Il ragazzo viene condannato per un anno agli arresti domiciliari con possibilità di uscire di casa 3 volte a settimana per poter svolgere servizi di comunità presso l’associazione viareggina.

Grazie alla disposizione del giudice, il ragazzo ha cominciato a conoscere l’associazione e a svolgere regolarmente il proprio servizio di comunità insieme agli altri volontari cui sono state previste anche per loro alcune misure alternative alla detenzione.

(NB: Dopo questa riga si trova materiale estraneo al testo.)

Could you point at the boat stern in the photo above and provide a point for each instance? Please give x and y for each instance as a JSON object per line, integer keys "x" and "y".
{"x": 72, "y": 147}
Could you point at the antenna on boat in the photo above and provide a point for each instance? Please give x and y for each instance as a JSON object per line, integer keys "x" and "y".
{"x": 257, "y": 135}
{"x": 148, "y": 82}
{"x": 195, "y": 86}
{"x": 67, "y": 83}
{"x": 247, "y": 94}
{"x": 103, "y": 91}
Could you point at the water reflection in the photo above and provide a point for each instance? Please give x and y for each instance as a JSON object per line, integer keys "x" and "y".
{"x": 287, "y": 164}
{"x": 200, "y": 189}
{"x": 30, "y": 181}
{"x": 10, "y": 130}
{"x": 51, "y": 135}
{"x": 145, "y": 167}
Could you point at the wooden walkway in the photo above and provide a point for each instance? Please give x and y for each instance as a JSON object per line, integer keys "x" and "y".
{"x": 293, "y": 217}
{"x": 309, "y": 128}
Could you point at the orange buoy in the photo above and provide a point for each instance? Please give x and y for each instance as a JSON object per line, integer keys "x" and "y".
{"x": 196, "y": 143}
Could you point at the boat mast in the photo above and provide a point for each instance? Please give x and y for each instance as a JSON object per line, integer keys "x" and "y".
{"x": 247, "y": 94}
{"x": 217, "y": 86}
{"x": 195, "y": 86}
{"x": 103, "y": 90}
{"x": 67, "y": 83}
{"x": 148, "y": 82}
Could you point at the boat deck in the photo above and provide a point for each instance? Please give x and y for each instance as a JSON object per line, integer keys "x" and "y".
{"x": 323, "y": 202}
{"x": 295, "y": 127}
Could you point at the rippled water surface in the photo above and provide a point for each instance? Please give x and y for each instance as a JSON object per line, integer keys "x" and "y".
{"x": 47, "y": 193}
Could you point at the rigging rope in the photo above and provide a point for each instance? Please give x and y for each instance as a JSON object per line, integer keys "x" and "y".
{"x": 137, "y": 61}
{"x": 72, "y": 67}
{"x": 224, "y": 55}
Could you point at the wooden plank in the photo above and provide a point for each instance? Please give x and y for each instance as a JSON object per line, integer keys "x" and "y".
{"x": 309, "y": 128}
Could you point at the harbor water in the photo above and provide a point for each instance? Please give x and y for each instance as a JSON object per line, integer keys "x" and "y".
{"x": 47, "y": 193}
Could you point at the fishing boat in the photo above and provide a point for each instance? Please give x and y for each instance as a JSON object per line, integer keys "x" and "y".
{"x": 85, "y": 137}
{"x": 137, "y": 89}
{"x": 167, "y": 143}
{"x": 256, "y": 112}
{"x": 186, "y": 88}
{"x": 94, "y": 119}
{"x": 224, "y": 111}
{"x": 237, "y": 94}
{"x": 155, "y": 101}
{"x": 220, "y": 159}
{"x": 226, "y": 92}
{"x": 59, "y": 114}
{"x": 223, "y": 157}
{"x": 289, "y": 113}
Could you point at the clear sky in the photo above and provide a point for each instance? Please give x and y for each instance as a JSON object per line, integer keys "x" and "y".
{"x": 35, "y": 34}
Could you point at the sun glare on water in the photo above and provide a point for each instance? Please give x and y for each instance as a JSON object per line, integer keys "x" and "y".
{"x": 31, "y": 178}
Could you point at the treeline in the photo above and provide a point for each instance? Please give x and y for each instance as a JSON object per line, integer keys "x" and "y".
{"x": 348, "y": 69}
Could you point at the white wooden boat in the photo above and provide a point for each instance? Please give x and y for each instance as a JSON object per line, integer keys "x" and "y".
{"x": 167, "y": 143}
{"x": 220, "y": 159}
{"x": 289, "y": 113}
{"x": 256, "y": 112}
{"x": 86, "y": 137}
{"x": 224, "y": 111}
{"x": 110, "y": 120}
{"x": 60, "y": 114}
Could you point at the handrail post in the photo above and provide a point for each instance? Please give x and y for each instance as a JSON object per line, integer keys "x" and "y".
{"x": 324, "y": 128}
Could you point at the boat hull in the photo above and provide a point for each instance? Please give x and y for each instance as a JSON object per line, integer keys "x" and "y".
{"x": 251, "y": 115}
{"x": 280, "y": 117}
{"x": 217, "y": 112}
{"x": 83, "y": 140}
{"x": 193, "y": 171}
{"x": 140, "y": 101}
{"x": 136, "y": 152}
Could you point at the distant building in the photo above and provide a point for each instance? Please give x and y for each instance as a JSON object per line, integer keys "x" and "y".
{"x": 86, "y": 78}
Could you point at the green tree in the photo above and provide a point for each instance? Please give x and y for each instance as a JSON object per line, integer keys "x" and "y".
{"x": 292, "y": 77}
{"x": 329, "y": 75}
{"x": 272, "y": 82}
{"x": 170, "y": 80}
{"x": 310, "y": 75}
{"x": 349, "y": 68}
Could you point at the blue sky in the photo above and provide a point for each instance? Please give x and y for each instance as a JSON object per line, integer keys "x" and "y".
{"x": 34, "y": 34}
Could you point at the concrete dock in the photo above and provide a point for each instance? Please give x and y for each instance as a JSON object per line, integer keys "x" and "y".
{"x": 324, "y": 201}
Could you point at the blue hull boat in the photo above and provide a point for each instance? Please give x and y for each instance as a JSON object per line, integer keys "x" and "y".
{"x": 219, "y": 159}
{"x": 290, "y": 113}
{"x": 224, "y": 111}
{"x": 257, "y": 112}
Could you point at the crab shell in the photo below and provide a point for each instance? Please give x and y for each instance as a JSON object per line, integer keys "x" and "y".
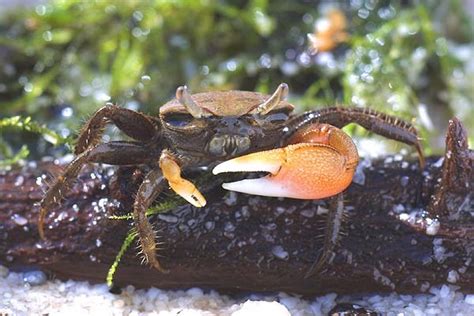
{"x": 225, "y": 103}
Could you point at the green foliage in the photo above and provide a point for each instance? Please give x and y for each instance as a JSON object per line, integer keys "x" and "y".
{"x": 24, "y": 124}
{"x": 132, "y": 234}
{"x": 162, "y": 207}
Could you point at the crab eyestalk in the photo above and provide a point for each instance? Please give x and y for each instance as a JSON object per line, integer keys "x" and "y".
{"x": 279, "y": 95}
{"x": 184, "y": 97}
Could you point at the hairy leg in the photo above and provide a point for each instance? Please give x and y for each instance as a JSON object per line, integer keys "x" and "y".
{"x": 331, "y": 236}
{"x": 150, "y": 188}
{"x": 132, "y": 123}
{"x": 374, "y": 121}
{"x": 116, "y": 153}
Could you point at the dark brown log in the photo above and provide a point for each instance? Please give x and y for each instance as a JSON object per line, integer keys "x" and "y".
{"x": 241, "y": 242}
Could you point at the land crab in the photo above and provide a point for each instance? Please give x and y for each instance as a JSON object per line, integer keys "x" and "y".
{"x": 306, "y": 156}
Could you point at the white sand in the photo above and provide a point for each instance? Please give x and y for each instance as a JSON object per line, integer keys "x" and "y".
{"x": 81, "y": 298}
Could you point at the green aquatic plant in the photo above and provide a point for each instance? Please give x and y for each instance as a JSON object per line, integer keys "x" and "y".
{"x": 162, "y": 207}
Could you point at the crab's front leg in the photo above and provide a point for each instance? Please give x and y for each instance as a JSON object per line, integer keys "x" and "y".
{"x": 319, "y": 162}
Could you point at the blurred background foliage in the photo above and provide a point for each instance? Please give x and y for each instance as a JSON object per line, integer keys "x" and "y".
{"x": 61, "y": 60}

S. afferma di aver già avuto in passato alcuni contatti, seppur parziali, con l’associazione quando, tra la prima e la seconda condanna, si recava a giocare a calcetto presso il parco “La fenice” nel quartiere del Varignano, dove si incontrava con alcuni suoi amici.

Ormai è quasi passato un anno da quando S. presta servizio come volontario presso l’associazione, tra due mesi avrà terminato il periodo di arresti domiciliari e avrà la possibilità, sempre con il sostegno della ONLUS, di poter trovare lavoro magari attraverso un suo inserimento nella Cooperativa.

S. afferma di essere riuscito a trovare un “Araba Fenice”, nei suoi operatori e nei ragazzi volontari, una rete di sostegno e di supporto che gli ha permesso di riorganizzare la propria vita e di evitare di cadere nuovamente nella recidiva.

L’associazione pertanto è riuscita, come vuole la sua missione, ad operare negli interstizi della marginalità sociale affiancandosi ai servizi istituzionali presenti sul territorio, per poter avviare per S. ma anche per altri ragazzi nella sua stessa situazione, un percorso reale di reinserimento socio-lavorativo.